Di conseguenza, tale comportamento può costituire una grave violazione delle norme applicabili nel centro di accoglienza che ha inizialmente ospitato il richiedente e, pertanto, determinare l’applicazione di una sanzione. Ciò posto, le autorità nazionali devono applicare una sanzione proporzionata e rispettosa della dignità del richiedente, la quale non può consistere nel revocare tutte le condizioni materiali di accoglienza né nel privarlo altrimenti della possibilità di far fronte alle sue esigenze più elementari, come l’alloggio, il vitto o il vestiario. Ciò vale in particolare quando, come avviene nel caso di specie, i richiedenti di cui trattasi, vale a dire un genitore singolo e suo figlio minorenne, sono persone vulnerabili.
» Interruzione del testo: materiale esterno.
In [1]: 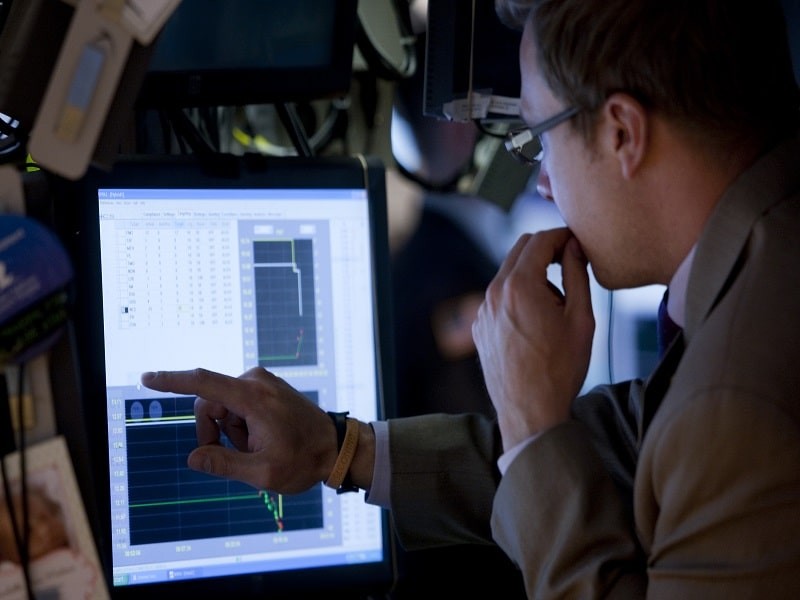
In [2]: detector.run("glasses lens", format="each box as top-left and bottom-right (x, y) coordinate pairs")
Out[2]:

In tali circostanze, la Corte dichiara che la direttiva osta a una normativa nazionale che consente di revocare, in una situazione come quella di cui trattasi, tutte le condizioni materiali di accoglienza. Tuttavia, la direttiva non osta a che, nel rispetto del principio di proporzionalità nonché dei diritti fondamentali e della dignità del richiedente, le autorità nazionali utilizzino i poteri coercitivi loro conferiti dal diritto nazionale per procedere all’esecuzione del trasferimento di tale persona in un altro centro di accoglienza.